How much of this ancient knowledge Jesus possessed it is impossible to say--probably most if not all. One thing is certain: Some things he knew and said, which, so far as we know, were entirely original and iconoclastic. And one of these things, entirely new then (and almost entirely new now, for that matter) was to the effect that in child study we should find the key to the kingdom of heaven.

Now as I have explained elsewhere in these Sermons of a Scientist, the Kingdom of Heaven (or the Kingdom of God) is not a place where good people go when they die. The Kingdom of Heaven is a state of mind, of Spirit--that state in which spirit, therefore mind, therefore body, are all three in harmony with the Great Oversoul, and with His laws.

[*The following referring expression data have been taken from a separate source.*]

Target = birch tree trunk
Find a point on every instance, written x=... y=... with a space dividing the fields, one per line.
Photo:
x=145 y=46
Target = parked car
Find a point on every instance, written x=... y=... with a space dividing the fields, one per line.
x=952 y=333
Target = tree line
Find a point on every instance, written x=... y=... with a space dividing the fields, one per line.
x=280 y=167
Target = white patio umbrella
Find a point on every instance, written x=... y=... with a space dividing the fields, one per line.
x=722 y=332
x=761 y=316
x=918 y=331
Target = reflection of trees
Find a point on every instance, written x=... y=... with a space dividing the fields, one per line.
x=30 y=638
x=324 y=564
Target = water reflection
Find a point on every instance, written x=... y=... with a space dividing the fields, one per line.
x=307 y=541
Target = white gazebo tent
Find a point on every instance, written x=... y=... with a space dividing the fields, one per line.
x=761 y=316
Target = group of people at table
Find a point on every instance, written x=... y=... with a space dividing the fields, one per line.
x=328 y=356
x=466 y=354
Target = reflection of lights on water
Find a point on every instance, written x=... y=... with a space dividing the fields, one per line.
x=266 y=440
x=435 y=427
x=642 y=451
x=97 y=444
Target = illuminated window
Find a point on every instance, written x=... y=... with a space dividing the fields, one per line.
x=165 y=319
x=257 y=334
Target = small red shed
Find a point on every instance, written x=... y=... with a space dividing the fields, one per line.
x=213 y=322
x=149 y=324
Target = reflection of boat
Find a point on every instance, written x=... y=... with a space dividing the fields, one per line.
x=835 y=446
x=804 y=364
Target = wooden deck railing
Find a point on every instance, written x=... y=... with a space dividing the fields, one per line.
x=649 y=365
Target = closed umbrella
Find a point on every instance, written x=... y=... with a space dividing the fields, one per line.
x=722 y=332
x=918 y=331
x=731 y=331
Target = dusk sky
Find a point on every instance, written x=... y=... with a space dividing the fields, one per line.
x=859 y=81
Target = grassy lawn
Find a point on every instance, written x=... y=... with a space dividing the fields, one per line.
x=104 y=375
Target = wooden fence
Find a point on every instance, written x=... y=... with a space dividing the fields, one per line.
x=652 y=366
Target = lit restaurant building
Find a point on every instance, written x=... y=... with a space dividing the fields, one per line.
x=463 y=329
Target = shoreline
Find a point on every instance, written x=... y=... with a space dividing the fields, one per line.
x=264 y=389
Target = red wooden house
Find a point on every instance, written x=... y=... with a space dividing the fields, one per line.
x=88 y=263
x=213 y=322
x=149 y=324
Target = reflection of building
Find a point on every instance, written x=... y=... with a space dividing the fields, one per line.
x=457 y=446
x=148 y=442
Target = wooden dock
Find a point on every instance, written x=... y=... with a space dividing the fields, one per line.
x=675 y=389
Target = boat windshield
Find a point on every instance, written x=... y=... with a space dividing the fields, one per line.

For us who are adults, who for three, four, or five decades have been guilty of the thousand, thousand crimes, physical, mental, spiritual, incidental to commonplace living for us it is necessary to be reborn to be radically changed in spirit, therefore in mind and body, before we can enter the Kingdom of Heaven, the physical realm of peace, rest, and power. So Jesus said to the disciples: "Verily I say unto you, except ye be converted and become as little children, ye shall not enter into the Kingdom of Heaven." By which He meant exactly what He did when He said to Nicodemus: "Except a man be born again, he cannot see the Kingdom of God."

Of the many millions that have, with close attention and deep reverence, read the words I have quoted, few, if any, have seen the clear, profound, practical wisdom of the statement of Jesus that only the man, the woman, who became as a little child, could enter into the realm of peace and power.

And now let us analyze a little. What is there about the child which we should emulate? What characteristics has the child, unpossessed by the adult which when developed in the adult will give entrance into the kingdom of God?

Mind you, it is not stated that children are in the Kingdom of Heaven. Nor can they be. They lack the actual knowledge, the experience, the poise. But it is in the experience, the hard and bitter experience which develops poise and power, that man loses the

simplicity, trustfulness, and tenderness of childhood. It is when, in addition to his adult powers, he achieves the lost arts and powers of childhood, that he enters the Kingdom of Heaven.

What Are the Lost Arts of Childhood?

Let us consider first some of the physical characteristics of normal childhood. The healthy child is remarkable for his erect body, his up-turned face, his clear and far-reaching voice, the ease and grace of his movements, his wonderful endurance. That these are among the normal powers of the average healthy child may be determined by a few minutes of close observation upon any playground. A moment's thought will show how rare are such powers among adults.

The healthy child is erect. Therefore the chest is high and expanded, the body is carried like an erect column and the breathing is slow and deep. This gives the only conditions under which the normal tone of voice in song or speech can be reproduced. The erect carriage means that the joints and muscles of the body are in their normal and mechanical relation to each other.

So we have in the normal child movements which are at once rapid, graceful, and economical--so economical of vital force that the child's endurance has passed into a proverb. Children will keep on romping for hours at a time without fatigue. But an adult who joins in their play will usually be tired out in ten or fifteen minutes. Why is this? Because the child moves properly and the adult does not move properly. Because bodily movement is one of the lost arts of childhood.